Here are some surprising stats from the most recent Global Security Report from Trustwave and the Ponemon Institute’s Cost of Data Breach Global Analysis.

Who’s Affected By Data Breaches

American Businesses

Data breach is a big problem for American businesses. 59% of all victims are U.S. residents. The next largest group of victims came from the U.K., which had 14% of worldwide data compromise victims.

The origination point of hacks and data breaches is also shifting. We used to think of Russia or Eastern Europe as the source of many of these attacks, but in 2014, the U.S. topped the list with 19% of attacks originating at home.

E-commerce Businesses

E-commerce retailers depend on networked systems to run their shops, process payments, manage bookkeeping, and communicate with their customers. It’s no surprise then that the e-commerce industry accounted for 54% of the assets targeted by online attackers.

Retail and Restaurant Businesses

Brick-and-mortar businesses weren’t much safer. POS system breaches accounted for 33% of attacks. Sleek, cost-effective, and customizable tablet point of sale systems are popular with trendy retail and restaurant businesses. But their mobile OS could leave some data open to vulnerabilities.


The size and structure of franchises can actually be a boon to attackers as well, offering multiple systems which could have exploitable weaknesses. Regardless of the type of business affected, payment data is some of the most sought after info by attackers.

Other Industries

Retail, food and beverage, and hospitality businesses are the most likely to experience data breaches. Still, finance, professional services, tech, entertainment, transportation, and health care are also at risk. Approximately one-third of data breaches in 2014 involved these industries.

Non-Payment Data Breaches

Theft of sensitive and confidential data, internal communications, personal info, and customer records is also on the rise. This year’s Trustwave report showed a 33% increase of these types of attacks from 2013. Non-payment card data accounted for 45% of all stolen data.

Finding and Fixing Data Breaches

71% of data breach victims did not detect the attack themselves. Self-detected breaches could usually be addressed in 1 day by a vigilant IT department. But outside notification made the typical breach response time balloon to an average of 2 weeks!
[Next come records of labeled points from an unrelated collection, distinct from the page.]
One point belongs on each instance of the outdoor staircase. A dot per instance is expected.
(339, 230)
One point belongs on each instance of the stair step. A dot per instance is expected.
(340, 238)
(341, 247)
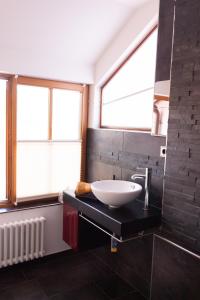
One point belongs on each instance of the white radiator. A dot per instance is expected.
(21, 241)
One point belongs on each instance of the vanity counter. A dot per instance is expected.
(124, 221)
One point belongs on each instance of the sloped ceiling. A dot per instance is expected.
(56, 38)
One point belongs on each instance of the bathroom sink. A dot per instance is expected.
(115, 193)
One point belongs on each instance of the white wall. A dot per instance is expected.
(141, 22)
(53, 227)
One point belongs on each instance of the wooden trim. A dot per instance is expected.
(50, 114)
(50, 83)
(11, 139)
(161, 97)
(5, 204)
(5, 76)
(84, 122)
(115, 72)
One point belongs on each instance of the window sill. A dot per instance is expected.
(31, 205)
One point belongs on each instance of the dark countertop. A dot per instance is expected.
(124, 221)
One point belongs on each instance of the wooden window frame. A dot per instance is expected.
(110, 78)
(11, 130)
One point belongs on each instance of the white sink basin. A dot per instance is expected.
(115, 193)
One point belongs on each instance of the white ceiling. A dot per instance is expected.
(62, 32)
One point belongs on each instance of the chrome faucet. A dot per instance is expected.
(147, 177)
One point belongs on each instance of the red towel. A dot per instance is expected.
(70, 226)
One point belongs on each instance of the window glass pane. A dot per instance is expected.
(56, 166)
(32, 112)
(127, 99)
(66, 117)
(3, 139)
(137, 74)
(132, 111)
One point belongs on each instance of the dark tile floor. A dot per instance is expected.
(66, 275)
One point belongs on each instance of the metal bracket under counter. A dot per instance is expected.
(113, 235)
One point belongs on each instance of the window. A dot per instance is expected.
(47, 137)
(3, 84)
(127, 97)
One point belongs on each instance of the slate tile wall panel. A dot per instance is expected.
(181, 209)
(175, 273)
(112, 152)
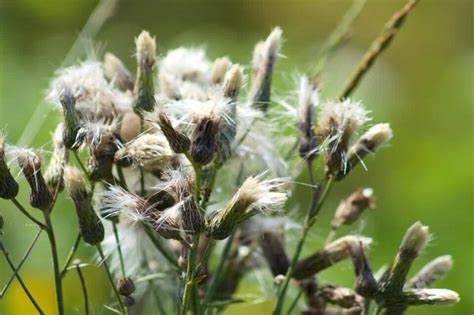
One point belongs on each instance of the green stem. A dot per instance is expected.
(111, 279)
(295, 302)
(119, 249)
(27, 214)
(189, 279)
(142, 175)
(160, 247)
(123, 182)
(54, 254)
(20, 280)
(316, 202)
(84, 289)
(220, 267)
(71, 254)
(22, 261)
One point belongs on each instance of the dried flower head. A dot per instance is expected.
(144, 86)
(179, 184)
(369, 142)
(30, 164)
(102, 140)
(415, 239)
(118, 73)
(125, 286)
(429, 296)
(308, 98)
(332, 253)
(135, 209)
(343, 297)
(86, 91)
(71, 120)
(184, 74)
(264, 58)
(431, 272)
(204, 138)
(177, 140)
(253, 196)
(350, 209)
(90, 226)
(151, 151)
(55, 170)
(338, 123)
(365, 283)
(233, 81)
(8, 185)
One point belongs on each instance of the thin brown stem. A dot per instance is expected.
(70, 256)
(377, 47)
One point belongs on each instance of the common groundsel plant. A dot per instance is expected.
(188, 170)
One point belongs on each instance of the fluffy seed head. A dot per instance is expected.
(265, 56)
(365, 283)
(8, 186)
(178, 141)
(85, 83)
(54, 173)
(373, 139)
(144, 86)
(151, 151)
(101, 138)
(253, 196)
(71, 120)
(332, 253)
(338, 122)
(204, 139)
(233, 82)
(116, 201)
(116, 72)
(430, 296)
(30, 164)
(179, 185)
(308, 98)
(146, 49)
(90, 226)
(184, 74)
(350, 209)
Data compromises can go on for much longer than you’d imagine, sucking up more data in the process. Trustwave put the mean number of days a breach went undetected at 87 days. That’s almost 3 months! Now factor in the week or two it may take to close the vulnerability after detection. That’s enough time for a typical business to expose thousands of records to attackers.

Why You Need Data Breach Insurance

If you’re a small business you likely deal with some kind of sensitive data. If you need to protect payment details and transactions or keep confidential records secure, insurance can offer extra protection.

Many policies can help you avoid problems before they happen with periodic reviews of your data security. If you do have a breach, insurance can cover the cost of hiring a professional to patch the vulnerability, as well as legal fees, if you end up in court.

According to research findings from the Ponemon Institute, data breach insurance actually makes your company safer, too. While some might speculate that having insurance would encourage a company to divert attention and further resources away from its data security, the Global Analysis report found the exact opposite. Companies with insurance typically were focused on making sure data breaches never happened. As a result, their proactive approach led to a safer business.